There will be a framework which facilitates the communication with Dialogflow, and also other system integration points like CRM and the like.

You will also need to implement a mediation layer, which will take the chatbot dialog and transform it into the right media for the medium. For Messenger the chatbot dialog will be displayed differently as opposed to WhatsApp, or Text Messaging or the Web.

Conclusion

If you are looking at building a quick interface, especially speech, for Google Assistant this is ideal. If you will not have multiple dialog turns and complex dialogs to manage and contextual awareness, this is your path. The handling of entities is very good; in most cases the entity is detected automatically.

If not, there might be better options…

When looking at the cloud solutions available, Dialogflow is a very intuitive and fast way of getting started. One of the advantageous will be cost and ease of access.

Our Weather Chatbot In Action

Creating intents are straightforward, and the convergence of intents and entities are evident and necessary. Dialogflow’s auto detection of entities when entering user utterances is intuitive and detects the intent of the developer.

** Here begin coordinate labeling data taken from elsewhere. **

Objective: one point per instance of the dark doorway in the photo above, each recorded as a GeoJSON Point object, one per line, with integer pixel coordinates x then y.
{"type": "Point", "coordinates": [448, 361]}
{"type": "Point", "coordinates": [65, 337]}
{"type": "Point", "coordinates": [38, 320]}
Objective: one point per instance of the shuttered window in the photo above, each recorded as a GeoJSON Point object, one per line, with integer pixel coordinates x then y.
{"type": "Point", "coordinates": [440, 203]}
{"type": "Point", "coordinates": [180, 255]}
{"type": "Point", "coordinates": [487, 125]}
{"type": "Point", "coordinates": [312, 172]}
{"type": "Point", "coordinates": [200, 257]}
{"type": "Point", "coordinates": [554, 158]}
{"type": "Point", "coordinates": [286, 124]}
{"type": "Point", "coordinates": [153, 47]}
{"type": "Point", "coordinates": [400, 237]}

The Integration points what Dialogflow refers to as fulfillment can be tricky, but you have the choice to create your own JSON based integration point or hosting it on Cloud Functions for Firebase.

The latter is what I used for the example.

Obviously this is a convenient way of getting your chatbot, or conversational application out on Google Assistant, which facilitates access to a multitude of devices.

Dialogflow has a Pricing Plan

The Standard Edition of Dialogfow has no charge, but there are quotas involved, so some consideration will have to be given to expected volumes and how this might impact cost.

The obvious disadvantage is that you will be at the behest of Google and affect by changes they make to their solution. Your chatbot will live in the cloud, and protection of private information and other related concerns will always exit.

The question is, do we want to also farm-out our chatbot to Google. This is where Rasa is gaining traction, and organizations have a growing appetite to have a local, contained installation.

Managing the dialog will become complex and an issue, if you are using Dialogflow for Google Assistant it will suffice, and it is actually very convenient. However, the moment you start building more complex dialog structures, you will have to facilitate state management and context management to another environment.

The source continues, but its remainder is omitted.